King Lear adalah pahlawan yang tragis. Dia berperilaku gegabah dan tidak bertanggung jawab pada awal permainan. Ia buta dan tidak adil sebagai ayah dan penguasa. Dia menginginkan semua perangkap kekuasaan tanpa tanggung jawab, itulah sebabnya Cordelia yang pasif dan pemaaf adalah pilihan yang sempurna untuk seorang penerus.
Penonton mungkin merasa terasing terhadapnya di awal permainan mengingat perlakuan egois dan keras terhadap putri kesayangannya. Audiens Jacobean mungkin merasa terganggu dengan pilihannya mengingat ketidakpastian di sekitarnya Ratu Elizabeth IPenggantinya.
Sebagai penonton, kami segera merasa simpati untuk Lear meskipun sikapnya yang egois. Dia dengan cepat menyesali keputusannya dan dapat dimaafkan karena berperilaku terburu-buru setelah ketukan harga dirinya.
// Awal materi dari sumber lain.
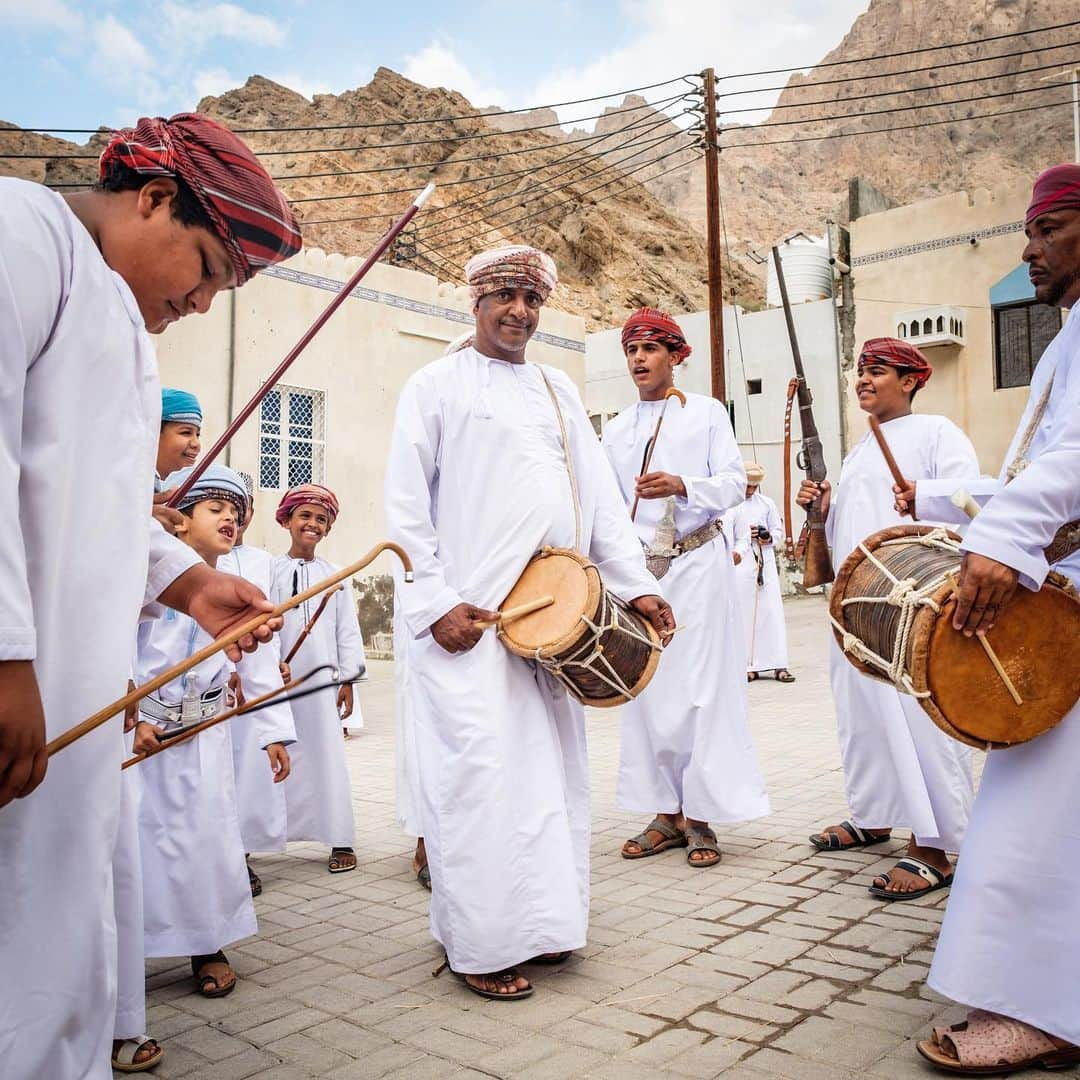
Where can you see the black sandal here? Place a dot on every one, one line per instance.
(860, 838)
(215, 989)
Hubungan Lear dengan Kent dan Gloucester menunjukkan bahwa ia mampu menginspirasi kesetiaan dan hubungannya dengan Fool menunjukkan kepadanya untuk berbelas kasih dan toleran.
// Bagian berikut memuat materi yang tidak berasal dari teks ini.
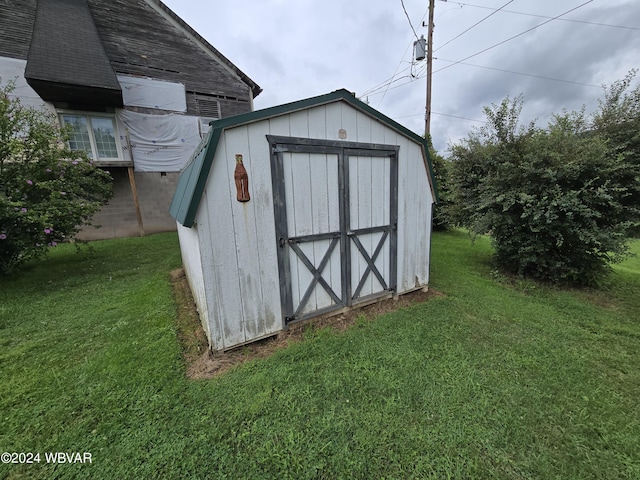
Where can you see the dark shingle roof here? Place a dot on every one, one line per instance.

Sebagai Goneril dan Regan menjadi lebih licik dan menjengkelkan simpati kami untuk Lear tumbuh lebih jauh. Kemarahan Lear segera menjadi menyedihkan karena berlawanan dengan yang kuat dan otoriter, ketidakberdayaannya mempertahankan kami simpati dengan dia dan saat dia menderita dan terkena penderitaan orang lain, penonton bisa merasakan lebih banyak kasih sayang untuk dia. Dia mulai memahami ketidakadilan sejati dan ketika kegilaannya mengambil alih, dia memulai proses belajar. Dia menjadi lebih rendah hati dan, sebagai hasilnya, menyadari status pahlawannya yang tragis.
Namun, telah dikemukakan bahwa Lear tetap terobsesi dengan diri sendiri dan dendam ketika ia merenungkan balas dendamnya pada Regan dan Goneril. Dia tidak pernah bertanggung jawab atas sifat putrinya atau menyesali tindakannya yang cacat.
Penebusan terbesar Lear berasal dari reaksinya terhadap Cordelia pada rekonsiliasi mereka, dia merendahkan dirinya untuknya, berbicara kepadanya sebagai seorang ayah dan bukan sebagai raja.